If p=0 then q^4 - 16q - 1 = 0. This has no integer roots so p=0 is not a solution.

Then all solutions come in pairs, one with p>0 and one with 0>p. So it suffices to find all solutions with p>0 and negate to get the second member of the pair.

If q=0 then p^4=1 which gives p=1 and p=-1. Two solutions so far: (p,q) = (1,0) and (-1,0)

If q>p>0 then let q = p+n with n>0. Substituting this for q and simplifying yields:

(4n^2)*p^2 + (4n^3-16)*p + (n^4-16n-1) = 0.

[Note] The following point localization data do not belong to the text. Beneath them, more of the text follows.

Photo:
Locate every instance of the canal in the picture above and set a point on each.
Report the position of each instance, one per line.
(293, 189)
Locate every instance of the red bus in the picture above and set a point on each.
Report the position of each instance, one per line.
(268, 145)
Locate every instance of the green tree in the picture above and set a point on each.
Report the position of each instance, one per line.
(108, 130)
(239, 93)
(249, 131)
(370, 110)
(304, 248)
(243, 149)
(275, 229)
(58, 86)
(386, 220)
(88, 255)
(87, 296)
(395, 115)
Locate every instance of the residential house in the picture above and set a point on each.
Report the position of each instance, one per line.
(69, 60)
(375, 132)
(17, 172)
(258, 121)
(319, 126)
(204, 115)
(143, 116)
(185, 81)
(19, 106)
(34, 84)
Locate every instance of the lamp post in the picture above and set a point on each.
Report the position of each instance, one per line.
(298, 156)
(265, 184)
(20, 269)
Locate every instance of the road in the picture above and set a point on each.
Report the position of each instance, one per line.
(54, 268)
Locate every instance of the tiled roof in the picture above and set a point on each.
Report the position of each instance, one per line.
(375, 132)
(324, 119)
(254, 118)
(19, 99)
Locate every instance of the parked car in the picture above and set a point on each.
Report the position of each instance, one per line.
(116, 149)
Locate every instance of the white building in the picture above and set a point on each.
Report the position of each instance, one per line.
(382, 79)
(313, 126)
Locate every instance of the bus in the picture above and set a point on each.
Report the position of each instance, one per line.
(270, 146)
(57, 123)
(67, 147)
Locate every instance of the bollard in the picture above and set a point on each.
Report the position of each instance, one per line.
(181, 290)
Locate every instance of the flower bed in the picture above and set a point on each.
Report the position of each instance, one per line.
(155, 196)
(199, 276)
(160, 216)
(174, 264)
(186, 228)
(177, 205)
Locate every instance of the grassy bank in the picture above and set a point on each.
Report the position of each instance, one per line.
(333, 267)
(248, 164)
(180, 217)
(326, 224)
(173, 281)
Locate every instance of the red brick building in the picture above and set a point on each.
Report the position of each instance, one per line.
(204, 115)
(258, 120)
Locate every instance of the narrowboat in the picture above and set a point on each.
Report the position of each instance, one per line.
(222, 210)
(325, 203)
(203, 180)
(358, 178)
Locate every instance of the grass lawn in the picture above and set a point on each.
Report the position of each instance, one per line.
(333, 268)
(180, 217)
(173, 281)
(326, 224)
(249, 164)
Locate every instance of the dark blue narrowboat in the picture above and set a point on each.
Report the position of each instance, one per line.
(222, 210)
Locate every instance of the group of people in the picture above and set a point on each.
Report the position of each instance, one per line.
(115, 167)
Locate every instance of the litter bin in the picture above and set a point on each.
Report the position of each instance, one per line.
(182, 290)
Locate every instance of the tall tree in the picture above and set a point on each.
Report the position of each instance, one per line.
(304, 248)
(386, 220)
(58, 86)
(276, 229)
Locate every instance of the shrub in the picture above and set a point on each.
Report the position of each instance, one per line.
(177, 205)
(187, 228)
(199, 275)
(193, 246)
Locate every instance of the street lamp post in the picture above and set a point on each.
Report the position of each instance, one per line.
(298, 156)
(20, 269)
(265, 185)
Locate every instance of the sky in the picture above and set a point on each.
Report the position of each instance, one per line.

If n>=3 then all the coefficients are positive and there will not be any positive roots. If n=2 then 16p^2 + 16p - 17 = 0, which does not have any positive integer roots. If n=1 then 4p^2 - 12p - 16 = 0, which has a positive integer root of p=4. This gives two more solutions of (4,5) and (-4,5).

Finally, if p>q>0 then let p = q+m with m>0. Substituting for p and simplifying yields:

(4n^2)q^2 + (4n^3-16)q + (n^4-1) = 0

If n>=2 then all the coefficients are positive and there will not be any positive roots. If n=1 then 4q^2 - 12q = 0, which has a positive integer root of q=3. This gives two more solutions of (4,3) and (-4,3).

The total solution set is (p,q) = (1,0), (-1,0), (4,3), (-4,3), (4,5), and (-4,5).